More Than Pipelines: DAGs as Precursors to Hierarchies (2 of 6)

Jody Hesch
November 11, 2024

Home » Insights » More Than Pipelines: DAGs as Precursors to Hierarchies (2 of 6)

Jody Hesch

Freelance Data Architect & Consultant. Passionate about advancing the field of Data Engineering. Part-time thrill seeker on the slopes of the Rockies. Dad Joke Aficionado.

Jody Hesch

Freelance Data Architect & Consultant. Passionate about advancing the field of Data Engineering. Part-time thrill seeker on the slopes of the Rockies. Dad Joke Aficionado.

Recap

In the first post of this series, I walked through the basic ideas of what constitutes a graph with a simplified example from supply chain logistics.

To briefly recap:

A graph consists of one or more nodes, which are connect to one another via one or more edges.
A graph has a cycle if a node can reach itself by traversing the graph in a single direction.
A given edge can be directed or undirected.
Nodes and edges often represent real-world objects with various associated attributes.
Graphs, nodes and edges can be modeled in relational databases.

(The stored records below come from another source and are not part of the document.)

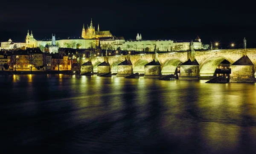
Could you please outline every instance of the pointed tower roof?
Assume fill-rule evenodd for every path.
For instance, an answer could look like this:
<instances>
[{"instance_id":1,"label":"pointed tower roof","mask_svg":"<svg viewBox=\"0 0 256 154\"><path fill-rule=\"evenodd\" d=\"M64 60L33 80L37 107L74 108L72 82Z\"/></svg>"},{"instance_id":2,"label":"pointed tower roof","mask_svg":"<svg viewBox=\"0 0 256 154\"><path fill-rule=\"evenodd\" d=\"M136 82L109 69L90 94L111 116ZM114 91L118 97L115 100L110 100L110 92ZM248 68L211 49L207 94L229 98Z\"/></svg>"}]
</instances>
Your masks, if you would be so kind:
<instances>
[{"instance_id":1,"label":"pointed tower roof","mask_svg":"<svg viewBox=\"0 0 256 154\"><path fill-rule=\"evenodd\" d=\"M91 18L91 24L90 25L90 29L92 29L93 28L93 18Z\"/></svg>"},{"instance_id":2,"label":"pointed tower roof","mask_svg":"<svg viewBox=\"0 0 256 154\"><path fill-rule=\"evenodd\" d=\"M30 35L30 37L33 37L33 34L32 34L32 31L31 31L31 34Z\"/></svg>"},{"instance_id":3,"label":"pointed tower roof","mask_svg":"<svg viewBox=\"0 0 256 154\"><path fill-rule=\"evenodd\" d=\"M55 34L54 34L54 36L53 36L53 34L52 34L52 46L56 46L56 41L55 40Z\"/></svg>"}]
</instances>

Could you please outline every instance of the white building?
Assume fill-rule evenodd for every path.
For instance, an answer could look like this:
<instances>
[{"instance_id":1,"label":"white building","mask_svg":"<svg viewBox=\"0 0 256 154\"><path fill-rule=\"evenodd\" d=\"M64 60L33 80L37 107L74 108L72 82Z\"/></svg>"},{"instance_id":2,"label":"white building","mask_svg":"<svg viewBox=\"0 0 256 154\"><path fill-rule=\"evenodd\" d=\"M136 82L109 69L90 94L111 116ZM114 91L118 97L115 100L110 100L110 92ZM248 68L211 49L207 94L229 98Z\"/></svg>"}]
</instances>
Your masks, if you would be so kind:
<instances>
[{"instance_id":1,"label":"white building","mask_svg":"<svg viewBox=\"0 0 256 154\"><path fill-rule=\"evenodd\" d=\"M52 34L52 43L51 44L51 46L49 46L49 52L50 53L53 54L58 53L58 46L56 45L56 41L55 40L55 34L54 34L54 36L53 36L53 35Z\"/></svg>"},{"instance_id":2,"label":"white building","mask_svg":"<svg viewBox=\"0 0 256 154\"><path fill-rule=\"evenodd\" d=\"M122 47L122 43L125 42L124 37L99 37L100 46L103 49L116 50L119 47Z\"/></svg>"},{"instance_id":3,"label":"white building","mask_svg":"<svg viewBox=\"0 0 256 154\"><path fill-rule=\"evenodd\" d=\"M21 42L13 42L11 39L8 42L2 42L1 43L0 49L12 49L14 48L20 48L26 46L26 43Z\"/></svg>"}]
</instances>

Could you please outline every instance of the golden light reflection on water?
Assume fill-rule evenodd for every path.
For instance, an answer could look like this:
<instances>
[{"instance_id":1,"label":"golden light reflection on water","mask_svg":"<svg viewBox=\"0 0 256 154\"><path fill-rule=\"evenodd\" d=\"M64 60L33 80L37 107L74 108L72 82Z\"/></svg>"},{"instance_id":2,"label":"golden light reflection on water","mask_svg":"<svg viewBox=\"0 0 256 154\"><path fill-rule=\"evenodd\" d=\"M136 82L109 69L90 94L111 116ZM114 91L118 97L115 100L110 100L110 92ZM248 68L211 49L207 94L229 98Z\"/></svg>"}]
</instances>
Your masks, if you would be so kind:
<instances>
[{"instance_id":1,"label":"golden light reflection on water","mask_svg":"<svg viewBox=\"0 0 256 154\"><path fill-rule=\"evenodd\" d=\"M28 74L28 82L31 83L32 82L32 74Z\"/></svg>"},{"instance_id":2,"label":"golden light reflection on water","mask_svg":"<svg viewBox=\"0 0 256 154\"><path fill-rule=\"evenodd\" d=\"M239 142L239 126L215 122L201 124L200 132L207 147L215 151L236 149Z\"/></svg>"}]
</instances>

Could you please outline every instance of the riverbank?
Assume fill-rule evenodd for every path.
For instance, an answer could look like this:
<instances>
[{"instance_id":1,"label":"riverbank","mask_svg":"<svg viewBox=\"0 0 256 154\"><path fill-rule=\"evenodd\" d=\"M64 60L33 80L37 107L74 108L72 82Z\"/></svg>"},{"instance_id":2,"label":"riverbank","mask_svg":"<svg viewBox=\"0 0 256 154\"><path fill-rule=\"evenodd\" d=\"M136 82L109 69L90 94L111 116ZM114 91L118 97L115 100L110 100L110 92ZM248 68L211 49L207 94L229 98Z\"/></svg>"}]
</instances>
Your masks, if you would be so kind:
<instances>
[{"instance_id":1,"label":"riverbank","mask_svg":"<svg viewBox=\"0 0 256 154\"><path fill-rule=\"evenodd\" d=\"M70 70L65 71L1 71L0 75L12 74L62 74L67 75L79 74L76 72Z\"/></svg>"}]
</instances>

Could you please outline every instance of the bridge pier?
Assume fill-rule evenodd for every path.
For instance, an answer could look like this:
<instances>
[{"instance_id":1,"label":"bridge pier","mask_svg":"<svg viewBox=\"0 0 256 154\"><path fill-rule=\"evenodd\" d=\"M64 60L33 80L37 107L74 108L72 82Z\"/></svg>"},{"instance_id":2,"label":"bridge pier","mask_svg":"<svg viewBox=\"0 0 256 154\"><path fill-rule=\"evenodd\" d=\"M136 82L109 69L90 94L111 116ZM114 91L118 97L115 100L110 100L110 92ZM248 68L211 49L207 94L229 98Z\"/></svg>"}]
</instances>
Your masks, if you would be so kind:
<instances>
[{"instance_id":1,"label":"bridge pier","mask_svg":"<svg viewBox=\"0 0 256 154\"><path fill-rule=\"evenodd\" d=\"M98 65L97 75L102 75L110 72L110 65L105 61Z\"/></svg>"},{"instance_id":2,"label":"bridge pier","mask_svg":"<svg viewBox=\"0 0 256 154\"><path fill-rule=\"evenodd\" d=\"M117 77L127 77L132 74L132 64L130 60L125 60L117 65Z\"/></svg>"},{"instance_id":3,"label":"bridge pier","mask_svg":"<svg viewBox=\"0 0 256 154\"><path fill-rule=\"evenodd\" d=\"M180 65L180 80L198 80L199 76L199 64L195 59L190 59Z\"/></svg>"},{"instance_id":4,"label":"bridge pier","mask_svg":"<svg viewBox=\"0 0 256 154\"><path fill-rule=\"evenodd\" d=\"M93 71L93 66L90 61L87 61L81 66L80 75L89 72Z\"/></svg>"},{"instance_id":5,"label":"bridge pier","mask_svg":"<svg viewBox=\"0 0 256 154\"><path fill-rule=\"evenodd\" d=\"M161 64L154 60L145 66L144 78L159 78L161 75Z\"/></svg>"},{"instance_id":6,"label":"bridge pier","mask_svg":"<svg viewBox=\"0 0 256 154\"><path fill-rule=\"evenodd\" d=\"M244 55L232 64L230 82L254 82L254 65Z\"/></svg>"}]
</instances>

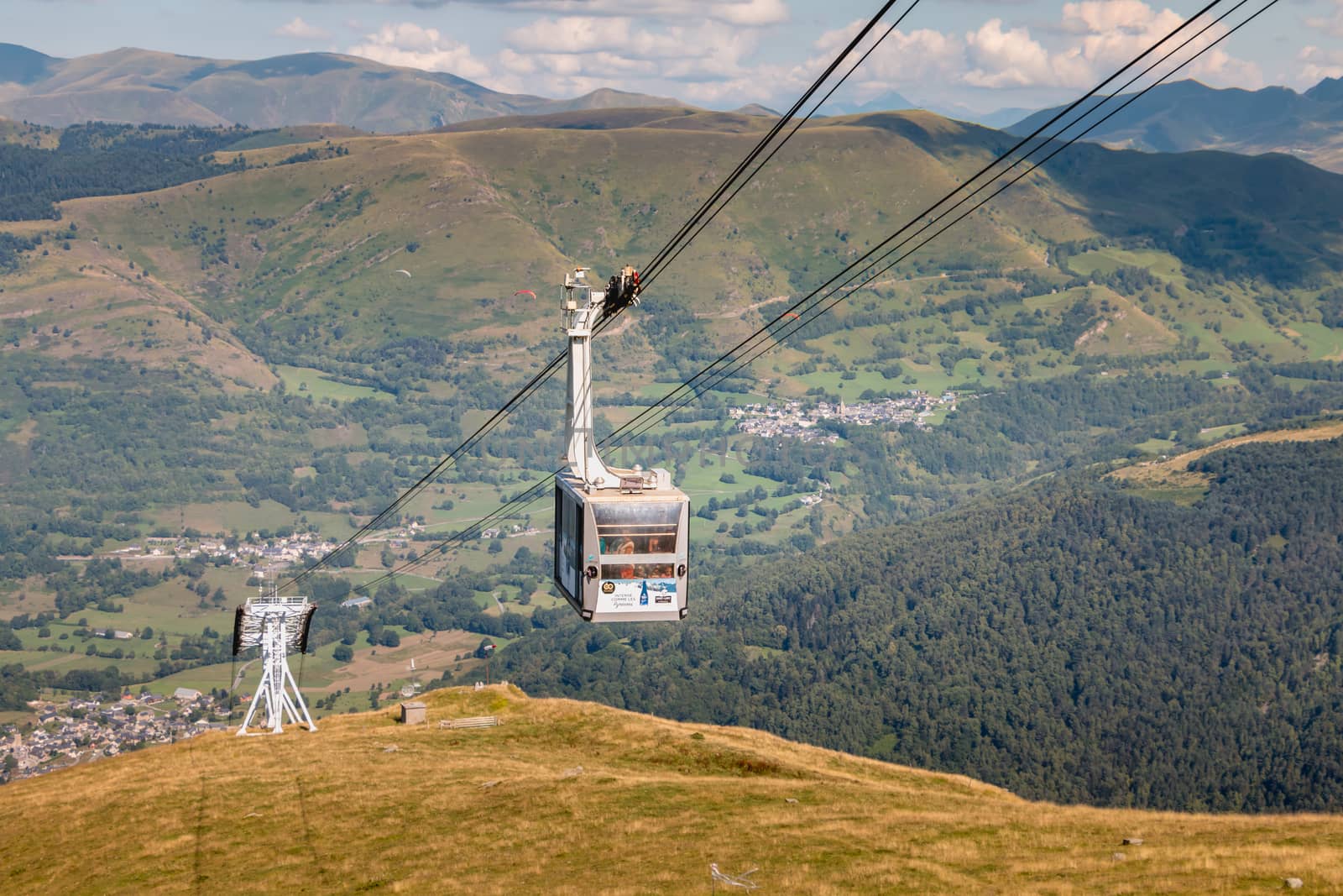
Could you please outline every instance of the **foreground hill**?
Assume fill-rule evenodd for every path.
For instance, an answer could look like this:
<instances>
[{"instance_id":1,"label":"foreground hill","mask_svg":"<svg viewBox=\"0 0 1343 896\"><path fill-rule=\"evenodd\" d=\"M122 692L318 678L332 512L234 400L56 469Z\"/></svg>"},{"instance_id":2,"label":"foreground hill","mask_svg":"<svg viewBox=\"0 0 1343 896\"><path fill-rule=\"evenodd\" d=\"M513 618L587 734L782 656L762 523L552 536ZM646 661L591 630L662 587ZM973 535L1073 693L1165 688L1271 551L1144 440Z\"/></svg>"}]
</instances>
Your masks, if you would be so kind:
<instances>
[{"instance_id":1,"label":"foreground hill","mask_svg":"<svg viewBox=\"0 0 1343 896\"><path fill-rule=\"evenodd\" d=\"M1033 113L1007 130L1029 134L1060 109ZM1343 81L1326 78L1300 94L1288 87L1218 90L1197 81L1160 85L1088 140L1151 152L1281 152L1343 171Z\"/></svg>"},{"instance_id":2,"label":"foreground hill","mask_svg":"<svg viewBox=\"0 0 1343 896\"><path fill-rule=\"evenodd\" d=\"M705 583L684 627L568 625L496 668L1034 798L1338 810L1343 441L1186 462L1175 492L1052 477L849 536Z\"/></svg>"},{"instance_id":3,"label":"foreground hill","mask_svg":"<svg viewBox=\"0 0 1343 896\"><path fill-rule=\"evenodd\" d=\"M0 44L0 116L40 125L336 122L376 132L426 130L492 116L677 103L619 90L573 99L505 94L447 73L333 52L238 62L124 47L58 59L16 44Z\"/></svg>"},{"instance_id":4,"label":"foreground hill","mask_svg":"<svg viewBox=\"0 0 1343 896\"><path fill-rule=\"evenodd\" d=\"M205 735L0 789L5 887L686 893L709 862L779 893L1343 887L1339 818L1060 807L513 688L427 701L426 727ZM504 724L438 727L482 713Z\"/></svg>"}]
</instances>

More Than Pipelines: DAGs as Precursors to Hierarchies (2 of 6) | jody blog 2 — *A simple graph with two nodes, two directed edges and two undirected edges.*

This next post will further flesh out the technical context for hierarchies by exploring a subset of graphs called directed acyclic graphs (DAGs) and disambiguate the use of this term and related concepts.

Directed Acyclic Graphs (DAGs)

This post is not about data pipeline tools as such, but I would say most modern day Data Engineers are at least loosely familiar with the concept of DAGs given its widespread adoption in pipeline orchestration tools like Apache Airflow and Dagster. So, it’s worth providing a more generic/abstract definition that better describes what a DAG is beyond just date pipelines:

A DAG is a graph where each and every edge is directed, and
that has no cycles, i.e. is acyclic

DAGs can be found in many contexts beyond data engineering, which is important to keep in mind. Terminology within IT is often already quite idiosyncratic, so when collaborating with technical colleagues (especially software engineers) just keep in mind that their use of the term DAG very likely means something different than anything specific to data engineering.

More Than Pipelines: DAGs as Precursors to Hierarchies (2 of 6) | 1730464839319

That being said, DAGs are found all over the place in the field of data engineering, so it’s worth exploring many such instances before further disambiguating hierarchies as a subset of DAGs (which are themselves clearly a subset of graphs more generally).

Queries

Queries are DAGs. Look at the EXPLAIN PLAN of even the most basic query, and you’ll see that the visualised execution plan is a DAG, where:

Each node is a particular operation (such as join, filter, aggregate).
Each edge visualises how the output of a given operation serve as an input to the next operation.

You can clearly see the direction of each edge indicated by the arrows in the plan visualization, and quite obviously a query plan should never have a cycle*, otherwise it would run endlessly until it was stopped or it hit some physical limit.

More Than Pipelines: DAGs as Precursors to Hierarchies (2 of 6) | Plan Viz

*Fun fact: On that same project referenced at the beginning of my first post in this series, I did accidentally create a database view in a system that supported column aliases referencing each other within the same projection, and I accidentally created a recursive cycle, i.e. something like A > B, B > C, and then C > A. Querying the view would consume over a terabyte of memory in milliseconds, which led to some very creative debugging! The engineering team then, thankfully, added code to ensure such cycles were prevented. ?)

Data Lineage

Data lineage, which represents the flow of data across a data pipeline, is also a DAG. (What I find interesting to note is that in the case of data lineage, each edge represents a particular operation, and each node represents data. This is the opposite of a query plan, where each edge represents data, and each node represents an operation).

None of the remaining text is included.